Ensure the photo has a clean, uncluttered background - simple is best. It is important to portray a professional image. Look out for untidy desks, irrelevant objects on desks or walls (e.g. scruffy posters, promotional material), grubby white coats, etc, etc!

To avoid unintended promotion of products, names on containers should not be capable of being read in the photograph.

For a portrait photo

1) Select a photo where the subject's face is positioned towards the top of the frame (but not cut off!).

2) Cutting a picture of the subject out of a larger photo is acceptable, so long as the head size is 2cm or more.

3) Check any harsh lighting since this can be unflattering. Any outdoor portrait shots are best taken on an overcast day (the sun causes dark shadows on faces).

For group photos

1) Ensure that all the subjects are aware that the photo is being taken and are looking alert and interested.

2) Ensure that no-one is in a distracting or inappropriate pose eg yawning, eyes shut!

3) Ensure that the subject is not too far away. Make sure it is in good focus.

Above all, think ‘Is this the image you want to promote for the profession of pharmacy?’


The Vancouver style of using a number in the text should be used

References in the paper must be numbered as unbracketed superscript in the order in which they appear in the text.

References should be to original works and abstracts and ‘personal correspondence’ should be avoided wherever possible.

The list of references at the end of the paper should give all the authors’ names and initials (Surname followed by initials of Forenames without any punctuation or spaces between the initials) unless there are more than 3, in which case 'et al' is used for subsequent names. This is followed by the title, abbreviated according to the 'List of Journals Indexed' in Index Medicus, the year of publication, the volume number and the first and last page numbers (no spaces between the year of publication, the volume number and the page numbers). See the examples in ‘Help and advice below.
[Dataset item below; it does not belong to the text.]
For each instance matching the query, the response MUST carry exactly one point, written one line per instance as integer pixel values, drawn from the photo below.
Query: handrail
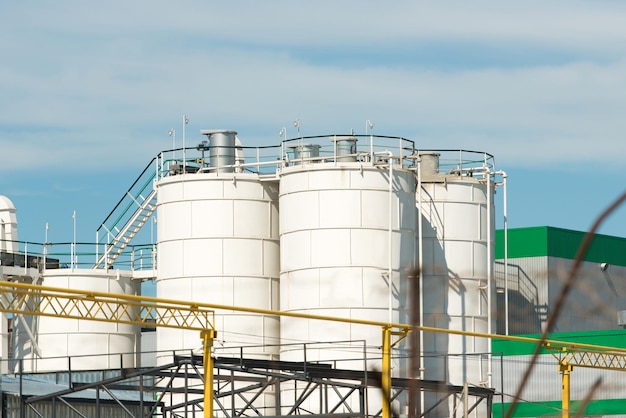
(148, 167)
References to books should give the names of any editors, place of publication, publisher and year, in place of the journal information.

Links to references on websites should be given by stating ‘Available at:’ or ‘Available from:’ as appropriate followed by the URL address. This should then be followed by square brackets containing the word ‘Accessed’ followed by the date on which the reference was accessed on the web.

Useful reading lists or websites may be quoted where appropriate. In the case of websites, it should be made clear if these are subject to restricted access.